Другими словами, вопрос здесь был не в  живописном даровании того или иного художника, а скорее в его личной способности объективного восприятия реалий не только художественной, но и современной ему политической и  общественной жизни России.

В противовес чрезвычайно популярной среди своих современников, салонной портретной живописи, создавались произведения  «русского крестьянского жанра». Уже с 1960-х годов XIX века в русской культуре и искусстве начинается так называемый «разночинский период»[16], связанный с появлением в обществе новых людей – разночинцев-демократов. Это был новый тип нигилистов, отрицавших весь существующий уклад русской жизни, придерживавшихся материалистических взглядов и увлекавшихся  естественными науками, в которых им виделось четкое и ясное объяснение всех жизненных явлений. В русской литературе наиболее полно данный типаж отразился в произведениях  И. С. Тургенева. Именно таков главный герой романа “Отцы и дети” – Евгений Базаров. Другими словами, «героем своего времени», сначала, в литературе, а затем и в изобразительном искусстве стал разночинец, убежденный противник дворянско-крепостнического строя, материалист, прошедший школу труда и лишений, самостоятельно мыслящий и независимый.

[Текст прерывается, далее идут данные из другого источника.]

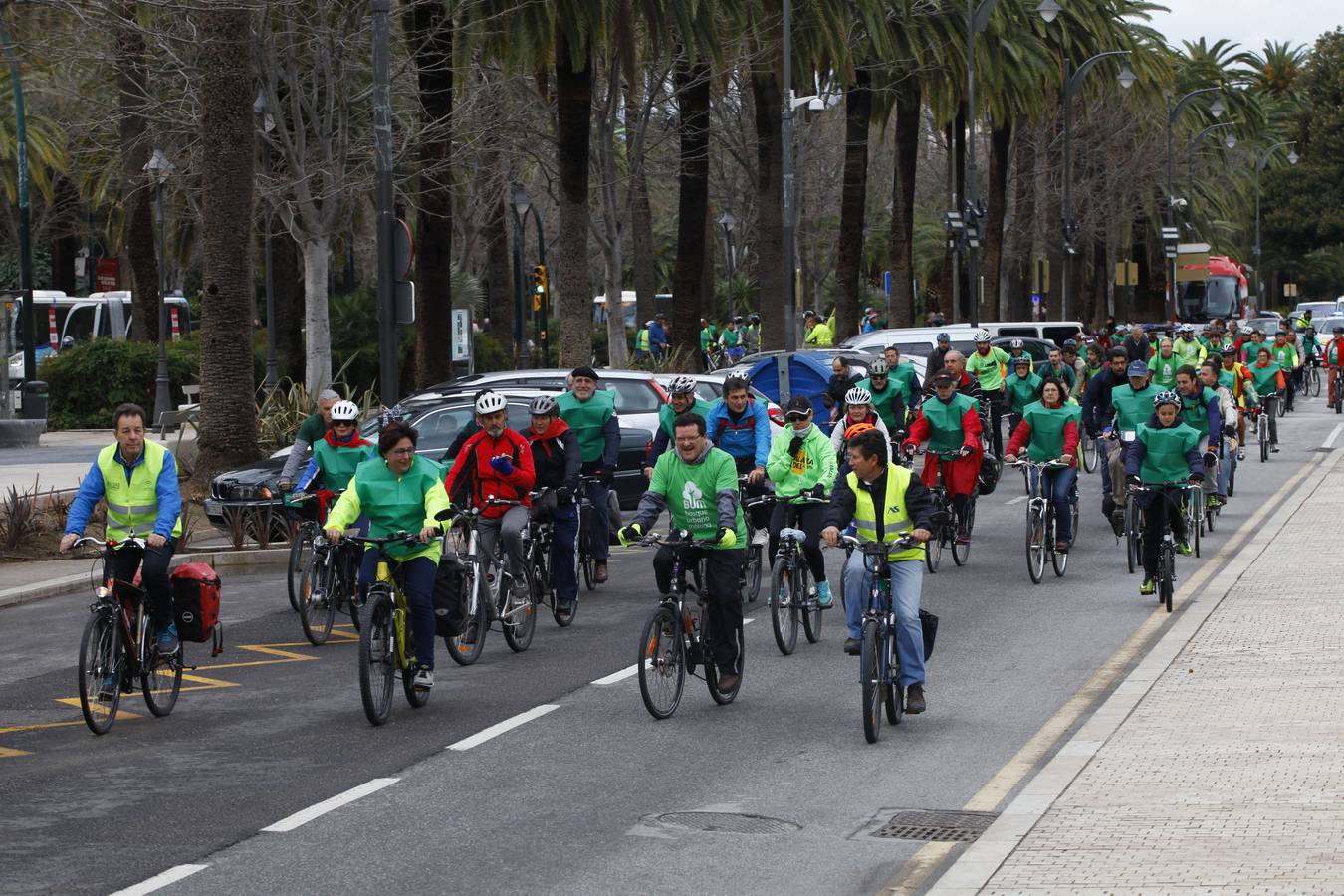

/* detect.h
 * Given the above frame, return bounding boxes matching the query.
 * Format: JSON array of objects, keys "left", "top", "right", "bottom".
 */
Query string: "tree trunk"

Сама по себе тенденция изображать жизнь третьего сословия «без всяких утаек и прикрас», вера в способность искусства изменить эти неприемлемые условия существования в дальнейшем переросла в отдельное направление, где документальность лишь отчасти соединялась с художественным вымыслом. Эстетический аспект изобразительного искусства здесь отошел во многом на задний план. В отличие от яркой и поверхностно-многоцветной салонной живописи, произведения критических реалистов характеризовались  скорее тональной разработкой, преобладанием приглушенных тонов и рассеянного света. Поиски типажей шли параллельно со стремлением передать индивидуальный характер и чувства человека, несущего в себе «драму сердца», детали же костюмов и внешняя обстановка менее всего интересовали художников. Одно из главных мест занял особый вид портрета — портрет-тип, сложившийся также еще к середине XIX века, где человек, изображаемый во всей своей психологической сложности, оценивался еще и по его роли в обществе, воссоздавался в неразрывном сочетании его индивидуальных и типических черт. Понимание «типического» строилось здесь на  материалистических позициях. Путь к созданию «типического» шел  не от абстрагирования и ухода от действительности, а от обобщения конкретных и наиболее существенных фактов и явлений общественной жизни. Пожалуй, это и было наиболее существенное отличие живописи в духе критического реализма от современных им образчиков салонно-академического искусства. Последнее, как известно, следовало в создании типических образов канонам некого весьма на тот момент отвлеченного эстетического идеала, почти не менявшегося с эпохи расцвета русского классицизма. Это, разумеется, не означало, что критические реалисты порвали с академической школой, в связи с тем, что ее тематика была чужда «идеям народности». Для реализации народных тем, они продолжали опираться на академическую традицию. Большинство мастеров «крестьянского жанра» в своей работе над картинами оставались верными академическим навыкам.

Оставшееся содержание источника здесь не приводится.